IIBBA   05544
INSTITUTO DE INVESTIGACIONES BIOQUIMICAS DE BUENOS AIRES
Unidad Ejecutora - UE
congresos y reuniones científicas
Título:
Coding for running speed and computing displacement in the mammalian brain's GPS
Autor/es:
EMILIO KROPFF
Reunión:
Conferencia; ISCB Latin America; 2016
Resumen:
Keynote speaker.The last decades have witnessed major discoveries concerning the brain mechanisms through which mammals compute their own location and orient in space. Hippocampal place cells provide maps that describe the position of the animal within a known environment, including a rich contextual description. Entorhinal grid cells provide instead a spatial map that is applied to all environments and is not altered by contextual variations. For this reason grid cells have been proposed to be the framework for an egocentric representation of location, where position is computed independently of contextual cues and based only on the animal's knowledge of its own movements. To achieve this, grid cells should receive information about orientation and speed of instantaneous movements.
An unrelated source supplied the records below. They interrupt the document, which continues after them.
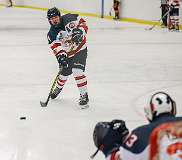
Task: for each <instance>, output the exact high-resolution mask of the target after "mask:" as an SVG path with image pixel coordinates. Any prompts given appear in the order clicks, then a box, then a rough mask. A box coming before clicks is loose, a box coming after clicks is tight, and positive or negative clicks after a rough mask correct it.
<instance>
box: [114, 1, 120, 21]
mask: <svg viewBox="0 0 182 160" xmlns="http://www.w3.org/2000/svg"><path fill="white" fill-rule="evenodd" d="M113 9H114V13H115V17H114V19H115V20H118V19H120V0H114V1H113Z"/></svg>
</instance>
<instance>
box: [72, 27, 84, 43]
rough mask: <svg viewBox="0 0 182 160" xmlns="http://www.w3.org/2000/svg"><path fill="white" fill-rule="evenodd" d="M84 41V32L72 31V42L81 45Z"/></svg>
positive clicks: (79, 29)
mask: <svg viewBox="0 0 182 160" xmlns="http://www.w3.org/2000/svg"><path fill="white" fill-rule="evenodd" d="M82 40H83V31H82V30H81V29H79V28H74V29H73V30H72V41H73V42H74V43H75V44H76V45H79V44H80V43H81V42H82Z"/></svg>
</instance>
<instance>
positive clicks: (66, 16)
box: [47, 7, 89, 106]
mask: <svg viewBox="0 0 182 160" xmlns="http://www.w3.org/2000/svg"><path fill="white" fill-rule="evenodd" d="M47 18H48V20H49V23H50V25H51V28H50V30H49V32H48V34H47V38H48V41H49V44H50V47H51V49H52V50H53V53H54V55H55V56H56V58H57V60H58V63H59V66H60V68H61V73H60V75H59V78H58V80H57V85H56V87H55V89H54V91H53V93H52V94H51V98H52V99H55V98H56V97H57V96H58V95H59V93H60V92H61V91H62V89H63V86H64V84H65V83H66V81H67V79H68V76H69V75H71V74H73V77H74V79H75V81H76V83H77V87H78V89H79V92H80V99H79V105H81V106H86V105H87V103H88V102H89V98H88V92H87V78H86V76H85V72H84V71H85V66H86V59H87V46H86V34H87V31H88V27H87V25H86V21H85V20H84V19H83V18H80V17H79V15H78V14H66V15H63V16H61V13H60V11H59V10H58V9H57V8H56V7H54V8H51V9H49V10H48V11H47ZM60 31H65V33H60V36H63V34H64V36H63V39H64V38H68V37H70V39H69V41H65V42H64V40H63V41H62V42H61V43H58V41H59V40H57V36H58V33H59V32H60ZM58 39H59V36H58ZM60 39H61V38H60ZM67 42H71V43H69V44H71V45H72V47H71V48H69V49H68V48H67V49H63V48H64V47H65V46H66V45H68V43H67ZM69 46H70V45H69ZM61 47H62V49H60V48H61Z"/></svg>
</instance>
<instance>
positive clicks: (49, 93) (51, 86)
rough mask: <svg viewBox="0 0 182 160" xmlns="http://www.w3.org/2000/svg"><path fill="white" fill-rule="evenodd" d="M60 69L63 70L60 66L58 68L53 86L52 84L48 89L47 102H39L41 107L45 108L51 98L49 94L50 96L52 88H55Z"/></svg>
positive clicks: (45, 101) (57, 78)
mask: <svg viewBox="0 0 182 160" xmlns="http://www.w3.org/2000/svg"><path fill="white" fill-rule="evenodd" d="M62 69H63V67H62V66H61V68H60V70H59V72H58V74H57V75H56V77H55V79H54V82H53V84H52V86H51V89H50V92H49V95H48V97H47V100H46V101H45V102H42V101H40V105H41V107H47V105H48V103H49V100H50V97H51V94H52V92H53V90H54V87H55V85H56V82H57V79H58V77H59V75H60V73H61V71H62Z"/></svg>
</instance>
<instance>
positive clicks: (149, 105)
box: [144, 92, 176, 121]
mask: <svg viewBox="0 0 182 160" xmlns="http://www.w3.org/2000/svg"><path fill="white" fill-rule="evenodd" d="M160 96H165V97H166V102H165V103H166V104H164V106H163V103H164V102H163V100H164V99H161V98H160ZM154 100H155V102H153V101H154ZM156 101H157V103H158V104H156ZM160 105H161V106H160ZM165 105H166V106H165ZM144 112H145V114H146V117H147V119H148V120H149V121H152V120H153V119H154V118H155V117H157V116H159V115H160V114H163V113H170V114H172V115H174V116H175V115H176V103H175V101H173V99H172V98H171V97H170V96H169V95H168V94H167V93H164V92H157V93H155V94H154V95H153V96H152V97H151V100H150V105H149V106H147V107H145V108H144Z"/></svg>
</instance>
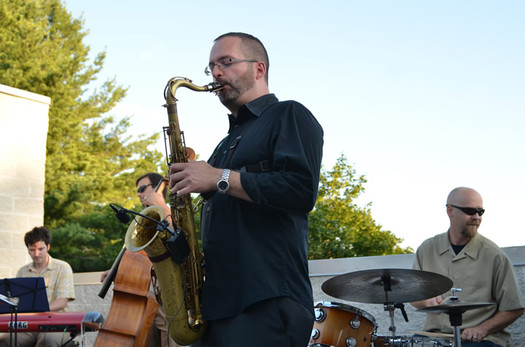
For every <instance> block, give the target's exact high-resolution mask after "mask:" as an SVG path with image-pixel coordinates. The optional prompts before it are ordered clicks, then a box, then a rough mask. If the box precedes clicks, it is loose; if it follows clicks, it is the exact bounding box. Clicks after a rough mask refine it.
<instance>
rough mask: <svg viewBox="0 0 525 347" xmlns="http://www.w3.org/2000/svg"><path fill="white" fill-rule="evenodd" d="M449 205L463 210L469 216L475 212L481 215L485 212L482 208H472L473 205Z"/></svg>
mask: <svg viewBox="0 0 525 347" xmlns="http://www.w3.org/2000/svg"><path fill="white" fill-rule="evenodd" d="M449 206H452V207H454V208H457V209H458V210H461V211H463V213H466V214H468V215H469V216H473V215H475V214H476V213H477V214H478V216H480V217H481V216H483V213H485V210H484V209H482V208H474V207H460V206H455V205H449Z"/></svg>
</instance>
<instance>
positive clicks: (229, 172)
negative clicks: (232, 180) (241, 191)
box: [217, 169, 230, 194]
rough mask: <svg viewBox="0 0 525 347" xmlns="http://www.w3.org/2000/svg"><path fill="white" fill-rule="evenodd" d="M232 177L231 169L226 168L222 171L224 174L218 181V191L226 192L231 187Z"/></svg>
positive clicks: (221, 192)
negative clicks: (229, 180) (229, 178)
mask: <svg viewBox="0 0 525 347" xmlns="http://www.w3.org/2000/svg"><path fill="white" fill-rule="evenodd" d="M229 177H230V169H224V170H223V171H222V176H221V179H220V180H219V182H217V191H218V192H219V193H221V194H226V192H227V191H228V189H230V182H229V181H228V179H229Z"/></svg>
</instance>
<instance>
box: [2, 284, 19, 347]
mask: <svg viewBox="0 0 525 347" xmlns="http://www.w3.org/2000/svg"><path fill="white" fill-rule="evenodd" d="M6 284H7V280H6ZM7 288H8V287H7ZM0 301H3V302H5V303H6V304H8V305H9V306H10V307H11V320H10V321H9V345H10V346H16V344H17V332H18V298H9V297H7V296H5V295H3V294H0ZM13 315H14V317H15V324H14V325H13ZM13 332H14V335H15V344H14V345H13Z"/></svg>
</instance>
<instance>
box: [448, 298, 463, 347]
mask: <svg viewBox="0 0 525 347" xmlns="http://www.w3.org/2000/svg"><path fill="white" fill-rule="evenodd" d="M451 291H452V296H451V297H450V299H449V300H448V301H447V302H448V303H451V304H453V303H458V302H459V297H458V296H457V295H456V292H461V291H463V290H462V289H461V288H451ZM447 314H448V319H449V320H450V325H451V326H452V328H453V329H454V347H461V331H460V329H459V327H460V326H461V324H463V317H462V315H463V311H461V310H452V311H450V312H447Z"/></svg>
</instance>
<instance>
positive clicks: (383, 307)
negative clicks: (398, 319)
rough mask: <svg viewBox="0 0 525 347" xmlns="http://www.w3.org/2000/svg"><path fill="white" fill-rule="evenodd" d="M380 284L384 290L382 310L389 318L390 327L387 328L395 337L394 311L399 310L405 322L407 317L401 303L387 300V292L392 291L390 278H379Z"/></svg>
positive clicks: (387, 298) (389, 277) (393, 336)
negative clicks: (385, 311)
mask: <svg viewBox="0 0 525 347" xmlns="http://www.w3.org/2000/svg"><path fill="white" fill-rule="evenodd" d="M381 282H382V283H383V287H384V289H385V303H384V304H383V308H384V309H385V311H388V312H389V316H390V327H389V328H388V330H389V331H391V332H392V336H393V337H395V336H396V325H395V324H394V311H395V309H396V308H399V309H400V310H401V313H402V314H403V318H405V321H407V322H408V316H407V313H406V311H405V305H404V304H402V303H397V304H396V303H391V302H390V301H389V299H388V292H390V291H392V278H391V277H390V276H388V275H387V276H381Z"/></svg>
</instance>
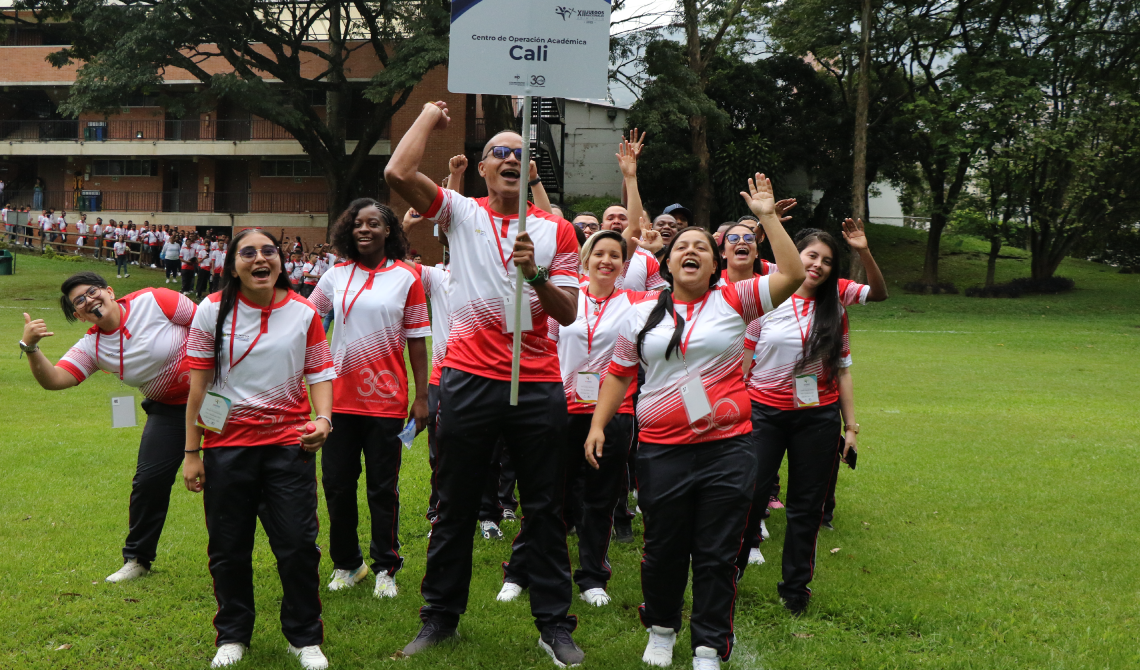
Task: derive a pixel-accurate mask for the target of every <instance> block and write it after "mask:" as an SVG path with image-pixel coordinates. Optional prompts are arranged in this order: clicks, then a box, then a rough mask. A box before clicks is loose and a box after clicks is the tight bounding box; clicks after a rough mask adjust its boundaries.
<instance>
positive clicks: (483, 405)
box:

While neurons coding for the head orientation have been described in the entorhinal cortex, the entorhinal speed code has remained elusive for almost a decade. We present the Flintstone car, a new behavioral paradigm that allows the precise control of rat running speed. Using this device we have discovered a new functional entorhinal cell type: the speed cell. These neurons code for running speed in an instantaneous and linear way. The code is context-independent, allowing running speed to be decoded from the activity of a handful of speed cells even across environments. In addition, we found speed cells to be slightly ahead in time with respect to the actual running speed (~80 ms on average) and, consistently, we found grid cells to be ahead in time with respect to the actual position. Taken together, these observations point to entorhinal speed cells as a key component in the dynamic representation of self-location.